Il se jeta sur moi, son crâne rasé tatoué d'un dragon luisant au soleil. Je l'évitai, attrapai son bras de ma main blessé et le tordit violemment dans son dos. Il s'arracha à mon étreinte, la force décuplée par le Rêve et réitéra son attaque, la bave aux lèvres. Il me heurta, et je choisis cette fois de me laisser tomber au sol avec lui, puis le retournai d'un geste rapide. A plat ventre, les bras maintenus et les jambes repliées sous mes fesses – j'étais assise à califourchon sur lui – il demeura gesticulant comme un ver, au comble du ridicule.

- Regarde-toi, sifflai-je en me penchant vers son oreille. Tu veux offrir de la distraction aux autres et devenir le clown de service ?

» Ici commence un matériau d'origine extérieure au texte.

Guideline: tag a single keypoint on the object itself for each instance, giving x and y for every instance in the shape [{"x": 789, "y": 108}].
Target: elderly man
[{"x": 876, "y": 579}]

Rick ne bougea plus, la joue écrasée sur les dalles. Un peu plus loin, sa victime au nez brisé s'était remise debout et riait, avec ses camarades, de l'attitude de l'ancien responsable de la sécurité.

- Luna...

- Quoi ? Tu es décidé à te calmer ?

- Luna, couche-toi un peu plus sur mon dos. C'est ce que tu aimes, pas vrai ? Vas-y, possède-moi. Prends-moi.

Pour un peu, j'en aurais presque éclaté de rire tant la situation était grotesque, mais en sentant ce crétin se mettre à onduler des hanches sous moi, le dégoût l'emporta et je le frappai à l'arrière de la tête, si fort que celle-ci rebondit sur le sol. Le sang gicla.

- Ça suffit, cinglai-je, reprends-toi. Putain, Rick, elle en penserait quoi, Hubbel, hein ? A te voir baver comme un porc et te montrer sous ton plus mauvais côté ?

- Hubbel..., bafouilla l'autre, Hubbel. J'ai tout perdu. Tout. Tout perdu.

Rick s'affaissa, privé de toute énergie et je me relevai. Le Rêve ne faisait plus effet, lui rendant un peu de lucidité.

- Tu vas te laisser conduire à l'intérieur, c'est clair ? ordonnai-je en y mettant tout mon charisme.

L'autre hocha la tête sans broncher. Les cicatrices en forme de soleil autour de son nez se démarquaient d'autant plus qu'il était devenu rouge avec son sursaut de colère et je détournai les yeux. Brian vint à ma rescousse et lia soigneusement les mains de Rick, puis le força à se lever.

- Confie-le aux médecins, dis-je, mais fais-le enfermer dans une cellule, le temps qu'il revienne à lui.

- D'accord.

- Il est aussi inutile que l'incident fasse le tour de l'Institut.

L'Elite acquiesça et s'en fut avec son fardeau qui tenait à peine sur ses pieds.

Une fois seule, au milieu de la cour désertée par les curieux, je fis rouler mes épaules, gagnée par une lassitude intense, sur fond d'angoisse.

Décidément, tout le monde dérapait ces derniers temps, et les ennuis s'accumulaient. Tribal mort, Geb à moitié fou, Amanda dans une situation encore indéterminée mais qui ne m'inspirait rien de bon, et maintenant cet imbécile de Rick qui pétait une durite parce qu'il ne supportait pas l'échec. Une sensation d'urgence s'insinuait sur moi, agrémentée d'une voix intérieure me soufflant que le temps d'agir serait bientôt venu.

Mon portable sonna et, identifiant le numéro d'Amanda, je décrochai.